Armor Skin: Rather than wear armor, your people undergo a ritual involving intricate and magical tattoos that replicate the effects of armor. The cost of the ritual is the same as the cost of the armor +10% and turns your skin thick and hard and adds to your encumbrance (see Time, Weight and Movement in Core Rules). The armor skin cannot be removed, making swimming impossible, and imposes a -2 CHA penalty.

15

Wire Beard: Your beard is strong, like organic wire, and can be crafted into an unbreakable rope.

16

Earth Speak: When you listen at doors, instead of hearing the noises on the other side, the earth itself describes what it hears. The earth is cantankerous but if you succeed on a 9+ on the Monster Reaction Roll table (see Encounters in Core Rules), your listen check increases to 3-in-6. Conversely, if you get a 5 or lower on your check, your listen check decreases to 1-in-6.

17

Dwarven Magic: Dwarves are actually very strong magic-users. They just prefer fighting much better. Beware the dwarf magic-user you do encounter.

18

Magic Crafters: All magic weapons and armor in the world were crafted by dwarves in antiquity. Most people don’t know this. If the secret got out, dwarves would be hunted down, captured, and put into servitude to make more.

19

Cave Portal: The cavern where you were born houses a portal to another dimension. You’re not allowed to talk about it.

20

Cave Bird: After an accident in which your kinsfolk were killed by poisonous cave gases, you always travel with an exotic bird in a cage to detect any anomalous odors. The bird hates this because it knows you’re willing to sacrifice its safety to save yourself. It’s faked its own death a few times in an attempt to escape.

 

WEIRD DWARVEN CRAFTS

These don't have to be relegated only to dwarves, but having a different set of crafts dwarves are known for is a way to help differentiate them from other races who might only participate in standard crafts like blacksmithing or woodworking. 

Crafting Rules: Most old-school games don't have crafting rules, which is for the better as most of those games also don't have skills, and the games are about adventuring, not staying home and building stuff. In that case, it's up to the referee to decide how these crafts can be used (or if they can be used by players at all; they might be kept just for NPCs), and how much time and gold are involved.
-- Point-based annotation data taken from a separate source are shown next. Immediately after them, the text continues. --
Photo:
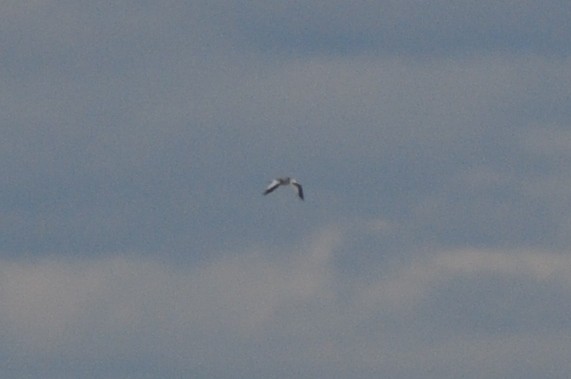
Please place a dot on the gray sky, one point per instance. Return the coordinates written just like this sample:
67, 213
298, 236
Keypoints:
433, 141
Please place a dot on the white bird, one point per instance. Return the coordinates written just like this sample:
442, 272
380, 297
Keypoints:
285, 182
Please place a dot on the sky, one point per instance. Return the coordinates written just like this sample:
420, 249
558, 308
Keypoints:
432, 140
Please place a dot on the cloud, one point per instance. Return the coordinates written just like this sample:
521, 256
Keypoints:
289, 311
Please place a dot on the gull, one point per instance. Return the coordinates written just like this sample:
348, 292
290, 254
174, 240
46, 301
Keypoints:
285, 182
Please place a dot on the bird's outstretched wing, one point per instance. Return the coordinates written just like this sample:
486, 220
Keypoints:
273, 185
298, 189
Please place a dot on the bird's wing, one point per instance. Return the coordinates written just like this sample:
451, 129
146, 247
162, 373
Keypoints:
299, 190
273, 185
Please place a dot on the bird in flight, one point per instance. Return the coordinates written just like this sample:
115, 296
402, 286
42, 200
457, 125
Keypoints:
285, 182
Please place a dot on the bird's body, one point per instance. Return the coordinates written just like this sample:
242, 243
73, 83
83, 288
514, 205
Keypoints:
285, 182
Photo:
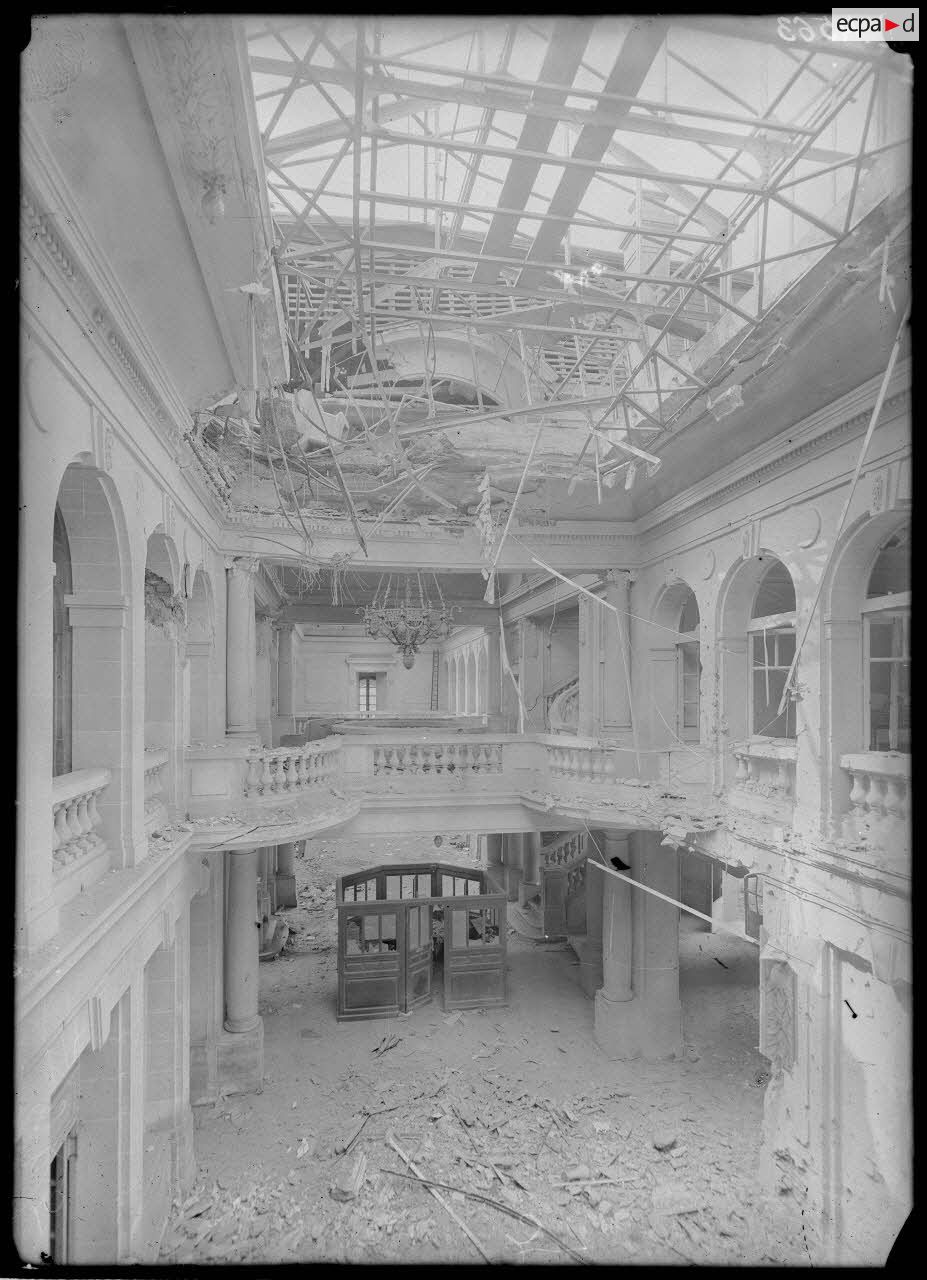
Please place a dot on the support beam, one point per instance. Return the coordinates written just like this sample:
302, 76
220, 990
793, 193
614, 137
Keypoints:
638, 51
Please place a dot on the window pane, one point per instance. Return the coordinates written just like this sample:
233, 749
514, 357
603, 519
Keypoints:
785, 648
689, 618
765, 718
880, 705
388, 932
891, 571
690, 658
776, 592
881, 635
459, 928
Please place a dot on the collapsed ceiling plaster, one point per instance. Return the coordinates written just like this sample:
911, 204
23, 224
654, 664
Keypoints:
508, 298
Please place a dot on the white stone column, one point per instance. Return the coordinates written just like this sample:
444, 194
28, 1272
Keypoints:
590, 947
616, 923
642, 1018
242, 929
241, 654
613, 659
493, 688
532, 675
588, 717
286, 874
286, 677
514, 862
494, 860
530, 873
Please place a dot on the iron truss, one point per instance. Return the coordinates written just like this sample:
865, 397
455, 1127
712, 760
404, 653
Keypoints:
617, 202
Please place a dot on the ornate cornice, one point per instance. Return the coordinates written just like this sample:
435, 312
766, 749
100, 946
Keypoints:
821, 434
63, 247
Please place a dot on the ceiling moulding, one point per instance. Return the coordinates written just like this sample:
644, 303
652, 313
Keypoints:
195, 76
74, 259
822, 429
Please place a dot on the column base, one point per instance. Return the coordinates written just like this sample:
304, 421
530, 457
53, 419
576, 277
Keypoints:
240, 1060
631, 1028
286, 890
528, 890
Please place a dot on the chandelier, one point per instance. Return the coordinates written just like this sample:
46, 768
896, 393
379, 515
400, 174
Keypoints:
403, 615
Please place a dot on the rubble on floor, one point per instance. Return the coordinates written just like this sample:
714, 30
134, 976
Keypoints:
543, 1156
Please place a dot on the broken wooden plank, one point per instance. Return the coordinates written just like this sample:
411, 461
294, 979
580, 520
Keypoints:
350, 1178
461, 1224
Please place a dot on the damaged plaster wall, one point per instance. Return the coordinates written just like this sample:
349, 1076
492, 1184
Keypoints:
330, 659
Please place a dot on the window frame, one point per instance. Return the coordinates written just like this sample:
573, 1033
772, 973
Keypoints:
688, 734
884, 608
773, 624
366, 679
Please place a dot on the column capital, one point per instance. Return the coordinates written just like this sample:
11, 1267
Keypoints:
243, 565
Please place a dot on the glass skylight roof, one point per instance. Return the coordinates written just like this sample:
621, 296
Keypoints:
662, 177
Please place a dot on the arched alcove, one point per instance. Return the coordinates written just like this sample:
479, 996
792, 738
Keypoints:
676, 666
62, 649
165, 617
470, 704
756, 645
200, 658
91, 553
872, 557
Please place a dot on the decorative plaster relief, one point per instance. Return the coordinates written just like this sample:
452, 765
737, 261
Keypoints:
163, 609
99, 1023
806, 524
53, 59
199, 100
749, 540
779, 1025
878, 492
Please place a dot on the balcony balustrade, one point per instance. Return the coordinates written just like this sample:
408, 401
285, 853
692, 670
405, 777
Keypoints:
424, 769
438, 758
562, 708
558, 867
76, 818
287, 769
880, 801
765, 780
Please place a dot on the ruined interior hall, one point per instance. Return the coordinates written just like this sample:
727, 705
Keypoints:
464, 641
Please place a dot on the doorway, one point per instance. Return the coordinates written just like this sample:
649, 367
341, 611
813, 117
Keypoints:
407, 933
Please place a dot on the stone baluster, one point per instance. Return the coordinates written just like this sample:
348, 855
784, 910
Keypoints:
252, 780
302, 769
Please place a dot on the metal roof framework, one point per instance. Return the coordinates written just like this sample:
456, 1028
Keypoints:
739, 158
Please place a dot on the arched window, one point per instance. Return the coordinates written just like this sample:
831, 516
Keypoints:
688, 671
771, 634
886, 648
62, 649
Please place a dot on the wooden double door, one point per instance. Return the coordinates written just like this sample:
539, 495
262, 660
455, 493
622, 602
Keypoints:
387, 954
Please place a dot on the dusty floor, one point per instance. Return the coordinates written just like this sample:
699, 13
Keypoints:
524, 1087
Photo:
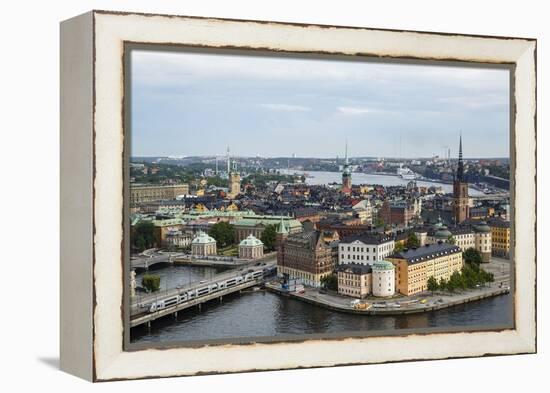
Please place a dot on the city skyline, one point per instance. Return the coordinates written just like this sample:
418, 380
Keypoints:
190, 104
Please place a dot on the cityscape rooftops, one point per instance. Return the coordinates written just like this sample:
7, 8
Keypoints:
251, 241
203, 238
368, 238
424, 253
354, 268
383, 265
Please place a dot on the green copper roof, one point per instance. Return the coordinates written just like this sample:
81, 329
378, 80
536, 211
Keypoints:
383, 265
203, 238
250, 241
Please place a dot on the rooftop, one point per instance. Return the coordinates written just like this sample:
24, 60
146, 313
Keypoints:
368, 238
354, 268
427, 252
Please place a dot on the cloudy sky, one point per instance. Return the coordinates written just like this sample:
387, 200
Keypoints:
198, 104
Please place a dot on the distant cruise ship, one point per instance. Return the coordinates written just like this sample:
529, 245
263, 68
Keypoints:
406, 173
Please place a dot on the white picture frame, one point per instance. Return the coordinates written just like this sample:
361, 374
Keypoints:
92, 194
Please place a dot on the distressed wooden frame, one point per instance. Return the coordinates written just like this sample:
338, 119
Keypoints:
92, 162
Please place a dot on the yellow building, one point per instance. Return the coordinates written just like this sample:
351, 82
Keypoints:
354, 280
500, 234
143, 193
413, 267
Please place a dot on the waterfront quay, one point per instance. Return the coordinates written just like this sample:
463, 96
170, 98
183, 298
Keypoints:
147, 308
395, 306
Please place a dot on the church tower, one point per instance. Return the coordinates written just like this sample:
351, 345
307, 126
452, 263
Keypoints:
282, 235
346, 174
460, 191
234, 186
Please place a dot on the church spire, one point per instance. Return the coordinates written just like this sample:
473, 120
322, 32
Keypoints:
460, 168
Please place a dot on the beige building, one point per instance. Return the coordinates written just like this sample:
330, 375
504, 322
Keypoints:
416, 265
203, 245
251, 248
476, 236
500, 236
143, 193
234, 188
354, 280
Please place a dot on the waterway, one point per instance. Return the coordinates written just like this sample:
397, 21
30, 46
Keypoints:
324, 178
261, 314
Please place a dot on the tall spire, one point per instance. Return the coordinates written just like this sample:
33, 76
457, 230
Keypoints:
346, 151
460, 168
228, 161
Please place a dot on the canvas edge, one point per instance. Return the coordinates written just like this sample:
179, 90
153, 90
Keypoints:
524, 341
76, 196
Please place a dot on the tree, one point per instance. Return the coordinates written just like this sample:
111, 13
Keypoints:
443, 284
224, 233
330, 282
269, 237
412, 241
432, 284
143, 236
472, 257
151, 282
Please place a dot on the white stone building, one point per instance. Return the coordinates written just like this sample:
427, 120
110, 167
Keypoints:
251, 248
365, 249
383, 279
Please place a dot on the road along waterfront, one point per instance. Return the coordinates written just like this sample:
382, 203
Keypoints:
260, 313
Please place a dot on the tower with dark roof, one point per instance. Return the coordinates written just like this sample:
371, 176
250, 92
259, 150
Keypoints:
346, 174
461, 207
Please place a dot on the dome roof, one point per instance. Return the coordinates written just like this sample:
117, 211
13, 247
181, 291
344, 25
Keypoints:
442, 233
251, 240
482, 227
203, 238
383, 265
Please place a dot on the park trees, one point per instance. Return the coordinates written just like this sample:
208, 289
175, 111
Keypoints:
151, 282
224, 233
143, 236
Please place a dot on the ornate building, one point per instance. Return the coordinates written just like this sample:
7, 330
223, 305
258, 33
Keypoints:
203, 245
460, 191
234, 188
305, 256
346, 175
251, 248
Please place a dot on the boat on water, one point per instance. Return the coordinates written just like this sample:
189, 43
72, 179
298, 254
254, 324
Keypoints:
406, 174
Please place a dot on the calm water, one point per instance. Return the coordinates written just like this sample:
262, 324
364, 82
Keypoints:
323, 178
256, 314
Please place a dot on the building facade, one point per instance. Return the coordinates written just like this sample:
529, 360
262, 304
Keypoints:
144, 193
383, 279
256, 225
251, 248
306, 256
475, 235
413, 267
177, 239
365, 249
354, 280
500, 236
203, 245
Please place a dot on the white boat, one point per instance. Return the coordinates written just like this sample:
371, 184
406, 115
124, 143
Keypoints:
406, 173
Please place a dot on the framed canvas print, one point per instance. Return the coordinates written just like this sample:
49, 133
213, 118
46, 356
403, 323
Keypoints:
247, 195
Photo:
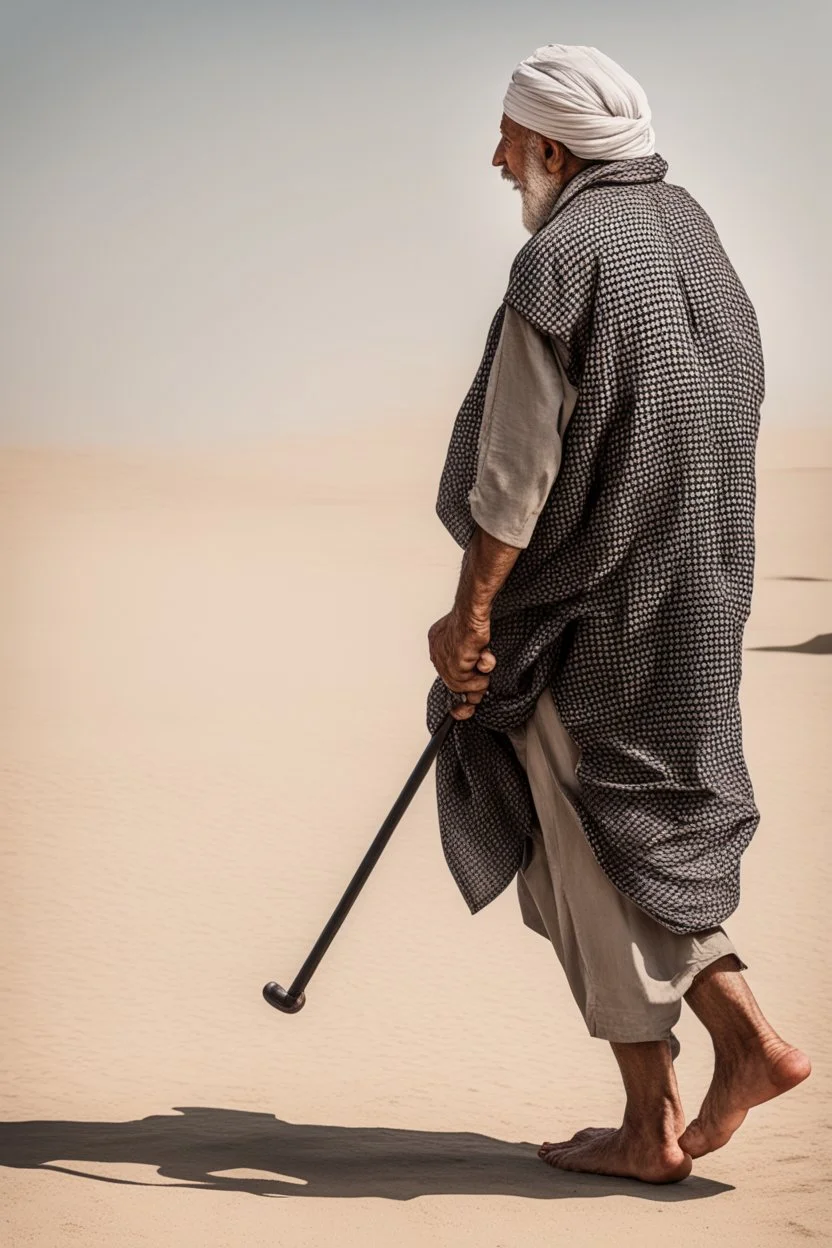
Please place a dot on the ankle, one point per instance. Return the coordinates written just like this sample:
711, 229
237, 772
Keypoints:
749, 1043
656, 1120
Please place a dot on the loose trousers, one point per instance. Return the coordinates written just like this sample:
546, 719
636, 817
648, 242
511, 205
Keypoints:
626, 972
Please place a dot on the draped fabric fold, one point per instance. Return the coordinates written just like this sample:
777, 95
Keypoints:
581, 97
630, 599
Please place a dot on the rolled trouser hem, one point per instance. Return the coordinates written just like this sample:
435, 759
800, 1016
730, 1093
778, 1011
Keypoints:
684, 981
644, 1027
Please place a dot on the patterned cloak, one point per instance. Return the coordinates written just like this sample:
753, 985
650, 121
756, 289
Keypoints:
630, 599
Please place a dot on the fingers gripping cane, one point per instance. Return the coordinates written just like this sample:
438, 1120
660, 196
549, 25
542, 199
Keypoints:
293, 999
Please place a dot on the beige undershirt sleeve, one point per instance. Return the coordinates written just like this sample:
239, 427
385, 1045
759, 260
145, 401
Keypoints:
528, 403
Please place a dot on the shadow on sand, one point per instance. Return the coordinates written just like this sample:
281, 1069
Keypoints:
820, 644
193, 1146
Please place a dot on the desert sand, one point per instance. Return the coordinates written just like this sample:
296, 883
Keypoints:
215, 668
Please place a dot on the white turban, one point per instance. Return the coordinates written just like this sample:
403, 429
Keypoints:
581, 99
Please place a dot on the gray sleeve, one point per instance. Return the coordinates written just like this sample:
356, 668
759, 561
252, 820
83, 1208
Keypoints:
528, 403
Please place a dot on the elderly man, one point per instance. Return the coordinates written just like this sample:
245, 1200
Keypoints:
600, 477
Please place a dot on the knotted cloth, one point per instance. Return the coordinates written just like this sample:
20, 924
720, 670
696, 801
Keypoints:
630, 599
583, 99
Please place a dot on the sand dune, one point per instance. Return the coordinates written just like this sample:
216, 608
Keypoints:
213, 677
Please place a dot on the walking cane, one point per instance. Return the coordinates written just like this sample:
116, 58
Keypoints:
293, 999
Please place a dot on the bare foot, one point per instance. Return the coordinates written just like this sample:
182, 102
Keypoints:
620, 1151
740, 1082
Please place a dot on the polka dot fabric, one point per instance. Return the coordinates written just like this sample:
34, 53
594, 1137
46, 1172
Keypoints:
631, 598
A rule of thumb is that materials should cost at least half the sale cost of the item being crafted, and one month of time per every 100gp in value. 

If you want more detailed crafting rules for a B/X style old-school game, a good place to start is "The Craft Skill" at the blog "Blood, Death, Satan & Metal." These rules-light craft rules are based on an "X-in-6" roll and compatible with the Lamentations of the Flame Princess game, which is also very compatible with B/X D&D. 

What Does This Stuff Do? You'll notice in the table below that I mention different crafting materials or professions, such as "Void-stone" or "Runic Hoarfrost," but don't define them or what they do. This is completely by design; whatever you think "Runic Hoarfrost" does, it's undoubtedly going to be much more creative and, more importantly, much more relevant to your campaign world than whatever I told you it does. I also think it's fine not to define it. You can simply say, "The dwarves of the Lost Hills are known for their skill working with illogical geometrical architecture." Show them a picture of Relativity by M.C. Escher if you need to. But you probably don't need to do any more than that. The mantra of  my "weird traits" is "Flavor, not Mechanics." 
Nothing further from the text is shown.